EXCERPTS FROM A BOOK REVIEW:
Wavell Cowan’s New Book “Escaping an Evolutionary Dead-End” and His Zest for Scientific Thinking … a review by Nat Frothingham

Posted by the Montpelier Bridge on December 5, 2014 in 2014 Issue

“Inventor, thinker, scientist, businessman, problem-solver, active citizen, writer — Moretown, Vt. resident Wavell F. Cowan comes very close to being the ideal Renaissance man.”

“Now, Cowan has written a book drawing on his varied experiences as a scientist, inventor, businessman and active citizen. “Escaping an Evolutionary Dead-End” is Cowan’s meditation on the need to employ scientific thinking not just where scientific thinking has been typically employed. Yes, it’s Cowan’s view that we’re in a current dead-end rut. But he argues we can get out of that rut. And the question he asks is this, Why can’t we apply scientific thinking as we tackle such current social problems as education, the economy, health care and the environment?”

“Cowan is convinced of the power of rigorous scientific thinking and he wonders aloud about why scientific thinking has been confined to science. Says Cowan, “The scientist knows that every time he runs an experiment he will learn something. It’s the learning that allows you to take the next step. … But the world of politics is different. “No one wants to learn anything. They want to justify what they did. They want to justify what they are doing.”
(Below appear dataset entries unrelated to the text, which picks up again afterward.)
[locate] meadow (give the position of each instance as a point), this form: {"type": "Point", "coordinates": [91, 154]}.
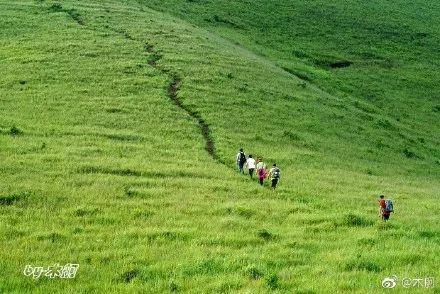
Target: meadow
{"type": "Point", "coordinates": [120, 121]}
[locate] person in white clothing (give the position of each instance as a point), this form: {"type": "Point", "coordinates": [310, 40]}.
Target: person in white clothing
{"type": "Point", "coordinates": [250, 163]}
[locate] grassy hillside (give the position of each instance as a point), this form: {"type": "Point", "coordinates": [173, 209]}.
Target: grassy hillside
{"type": "Point", "coordinates": [106, 110]}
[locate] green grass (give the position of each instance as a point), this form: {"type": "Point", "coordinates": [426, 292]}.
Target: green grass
{"type": "Point", "coordinates": [99, 166]}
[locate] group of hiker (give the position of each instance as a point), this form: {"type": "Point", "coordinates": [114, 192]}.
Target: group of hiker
{"type": "Point", "coordinates": [258, 167]}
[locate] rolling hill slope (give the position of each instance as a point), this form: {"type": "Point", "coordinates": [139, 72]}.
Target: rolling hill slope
{"type": "Point", "coordinates": [119, 126]}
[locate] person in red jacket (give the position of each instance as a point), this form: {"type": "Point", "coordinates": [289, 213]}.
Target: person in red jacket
{"type": "Point", "coordinates": [382, 208]}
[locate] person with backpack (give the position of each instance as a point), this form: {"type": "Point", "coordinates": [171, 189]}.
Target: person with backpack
{"type": "Point", "coordinates": [261, 171]}
{"type": "Point", "coordinates": [274, 175]}
{"type": "Point", "coordinates": [241, 160]}
{"type": "Point", "coordinates": [250, 163]}
{"type": "Point", "coordinates": [385, 207]}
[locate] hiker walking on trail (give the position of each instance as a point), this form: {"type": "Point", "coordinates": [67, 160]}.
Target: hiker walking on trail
{"type": "Point", "coordinates": [241, 160]}
{"type": "Point", "coordinates": [385, 207]}
{"type": "Point", "coordinates": [274, 175]}
{"type": "Point", "coordinates": [261, 171]}
{"type": "Point", "coordinates": [250, 163]}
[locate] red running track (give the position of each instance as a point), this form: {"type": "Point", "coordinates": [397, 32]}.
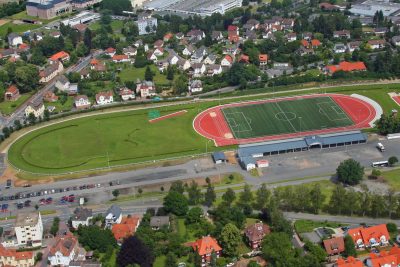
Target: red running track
{"type": "Point", "coordinates": [212, 125]}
“Today Americans are looking out at their country with profound skepticism.  Few traditional institu-tions — the free press, the church, the U.S. Congress, our once-great universities — have escaped serious criticism, even censure.
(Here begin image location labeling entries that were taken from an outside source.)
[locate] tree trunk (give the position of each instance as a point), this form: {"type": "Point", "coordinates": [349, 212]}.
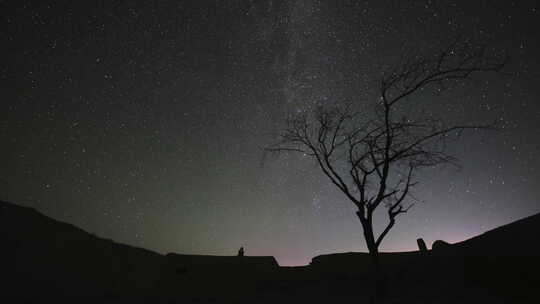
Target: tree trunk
{"type": "Point", "coordinates": [378, 276]}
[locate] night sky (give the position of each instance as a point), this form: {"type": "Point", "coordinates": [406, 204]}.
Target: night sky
{"type": "Point", "coordinates": [144, 121]}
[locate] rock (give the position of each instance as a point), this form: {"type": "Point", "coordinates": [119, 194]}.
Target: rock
{"type": "Point", "coordinates": [440, 245]}
{"type": "Point", "coordinates": [421, 245]}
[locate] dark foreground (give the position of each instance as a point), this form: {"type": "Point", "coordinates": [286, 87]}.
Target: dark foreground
{"type": "Point", "coordinates": [46, 261]}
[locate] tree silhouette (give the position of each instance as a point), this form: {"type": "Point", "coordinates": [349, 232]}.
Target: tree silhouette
{"type": "Point", "coordinates": [373, 155]}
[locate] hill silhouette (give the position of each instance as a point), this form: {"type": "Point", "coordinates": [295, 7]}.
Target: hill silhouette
{"type": "Point", "coordinates": [47, 260]}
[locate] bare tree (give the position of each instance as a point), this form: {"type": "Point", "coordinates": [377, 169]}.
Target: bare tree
{"type": "Point", "coordinates": [373, 156]}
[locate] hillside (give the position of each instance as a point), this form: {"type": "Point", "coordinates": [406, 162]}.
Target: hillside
{"type": "Point", "coordinates": [49, 260]}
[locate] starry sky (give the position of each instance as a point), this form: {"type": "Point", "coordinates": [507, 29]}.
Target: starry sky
{"type": "Point", "coordinates": [144, 121]}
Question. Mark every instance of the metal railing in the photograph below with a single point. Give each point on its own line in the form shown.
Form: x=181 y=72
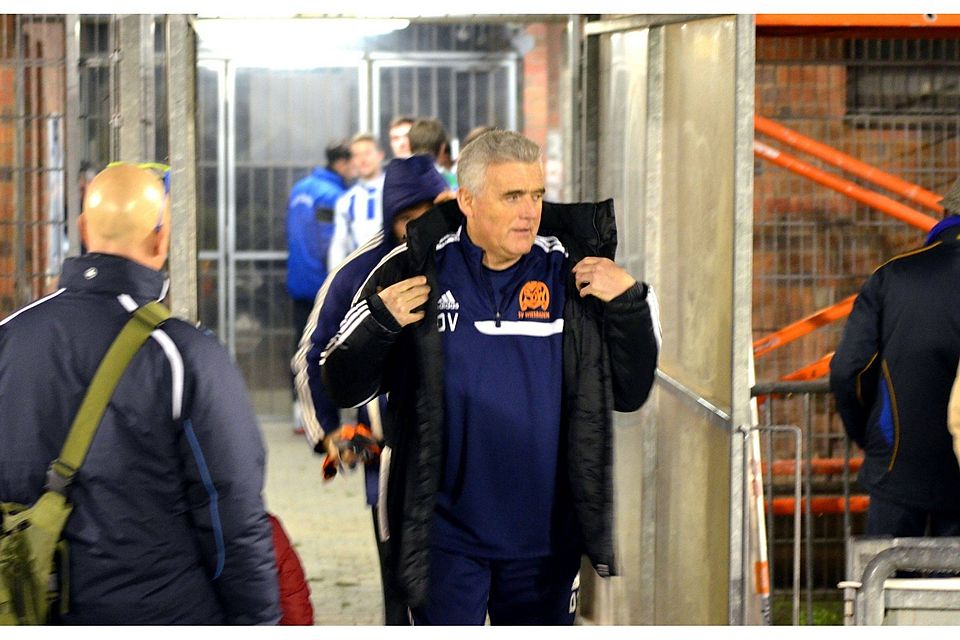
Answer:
x=813 y=454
Wavell Cowan’s book comes along at a time of much-needed and serious introspection.  Is Cowan right in asserting that small is now better than large?  Is he right in arguing that we can adopt rigorous scientific thinking to address our difficult problems in education, the economy, health care and the environment?

Whether he is right or wrong on these issues is beside the point because the point is this: Cowan is raising critical questions that we dare not ignore.”